ESXi hosts encounter numerous command aborts and timeouts on Pure Storage Arrays using NVME-oF

book

Article ID: 388546

calendar_today

Updated On:

Products

VMware vSphere ESXi VMware vSphere ESXi 8.0 VMware vSphere ESXi 7.0 VMware vSphere ESXi 6.0

Issue/Introduction

Pure Storage All-Flash arrays allow customers to use NVME-oF to connect to storage, instead of FC/TCP, as a way of increased performance for high I/O loads.

The issue manifests in a storage outage. Storage may disconnect or go offline, or, be at a complete stand still as commands start to abort and timeout reaching the array.

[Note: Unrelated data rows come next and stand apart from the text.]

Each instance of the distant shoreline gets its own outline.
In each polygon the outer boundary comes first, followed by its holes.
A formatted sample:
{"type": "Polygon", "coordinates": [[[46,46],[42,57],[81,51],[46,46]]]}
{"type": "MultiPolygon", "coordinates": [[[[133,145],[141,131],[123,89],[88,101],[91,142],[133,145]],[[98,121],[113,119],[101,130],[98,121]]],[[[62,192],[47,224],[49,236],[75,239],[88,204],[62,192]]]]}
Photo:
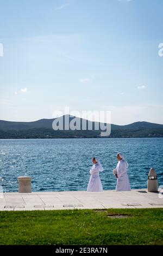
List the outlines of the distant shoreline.
{"type": "Polygon", "coordinates": [[[51,140],[51,139],[161,139],[163,136],[160,137],[97,137],[97,138],[0,138],[0,140],[51,140]]]}

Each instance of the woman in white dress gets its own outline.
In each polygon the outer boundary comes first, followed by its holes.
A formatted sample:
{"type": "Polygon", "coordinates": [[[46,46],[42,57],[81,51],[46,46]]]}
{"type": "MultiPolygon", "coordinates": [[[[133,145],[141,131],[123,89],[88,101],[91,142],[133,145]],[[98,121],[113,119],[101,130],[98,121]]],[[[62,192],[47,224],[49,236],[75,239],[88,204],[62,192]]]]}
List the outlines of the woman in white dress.
{"type": "Polygon", "coordinates": [[[93,165],[90,171],[91,177],[88,184],[87,192],[100,192],[103,191],[103,187],[99,177],[99,172],[104,170],[97,157],[92,158],[93,165]]]}
{"type": "Polygon", "coordinates": [[[127,174],[128,163],[122,153],[117,154],[118,163],[116,169],[114,169],[113,174],[117,179],[116,191],[130,191],[130,184],[127,174]]]}

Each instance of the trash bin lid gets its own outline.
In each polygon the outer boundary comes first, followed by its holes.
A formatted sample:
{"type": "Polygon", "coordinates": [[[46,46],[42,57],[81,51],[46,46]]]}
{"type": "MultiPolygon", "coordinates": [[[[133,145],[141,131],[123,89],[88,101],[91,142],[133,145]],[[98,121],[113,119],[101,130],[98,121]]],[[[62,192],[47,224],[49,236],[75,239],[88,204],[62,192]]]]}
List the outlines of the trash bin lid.
{"type": "Polygon", "coordinates": [[[154,168],[151,169],[148,176],[157,176],[157,174],[154,168]]]}
{"type": "Polygon", "coordinates": [[[18,177],[18,179],[23,180],[30,180],[32,179],[32,177],[29,176],[22,176],[20,177],[18,177]]]}

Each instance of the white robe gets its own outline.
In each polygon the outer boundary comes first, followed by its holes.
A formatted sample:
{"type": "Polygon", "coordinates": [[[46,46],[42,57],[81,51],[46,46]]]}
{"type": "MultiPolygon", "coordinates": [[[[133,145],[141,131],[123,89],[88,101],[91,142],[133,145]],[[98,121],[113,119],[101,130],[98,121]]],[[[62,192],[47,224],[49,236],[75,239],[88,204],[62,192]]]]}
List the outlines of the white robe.
{"type": "Polygon", "coordinates": [[[95,164],[90,170],[91,177],[88,184],[87,192],[100,192],[103,191],[102,184],[99,177],[99,166],[95,164]]]}
{"type": "Polygon", "coordinates": [[[126,161],[123,159],[118,161],[116,169],[118,176],[116,191],[130,191],[131,188],[127,174],[127,166],[126,161]]]}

To troubleshoot a match of this issue, you can attempt to find this opcode 0x7f in the vmkernel log, as seen below. Many should be seen when the issue is hit:

vmkernel.1:YYYY-MM-SSTTHH:MM:SSZIn(182) vmkernel: cpu116:2099160)nvmetcp:nt_HandleAdminCmdTimeout:6009 [ctlr 267, queue 3] txPdu 0x431e1f9d75c0, vmkCmd 0x45dd401e8a40(13), opcode 0x7f, timed out.

Environment

VMware vSphere ESXi 8.x

VMware vSphere ESXi 7.x

Purity Release 6.7.1 or earlier

Cause

Pure has identified a now known issue with the buffers on the storage devices not clearing after commands complete. This causes these buffers to fill up, causing further commands to never complete and thus the abort and timeout "storm" that suffers on the ESXi environment using these NVMEoF devices. ESXi service restarts does appear to clear this issue temporarily as the buffers do clear on a log out and log in from the array (via the driver).

Resolution

The full resolution is to have the customer upgrade to the latest Purity update.

This has been fully addressed in the Purity "long life release" (or LLR) version 6.7.2.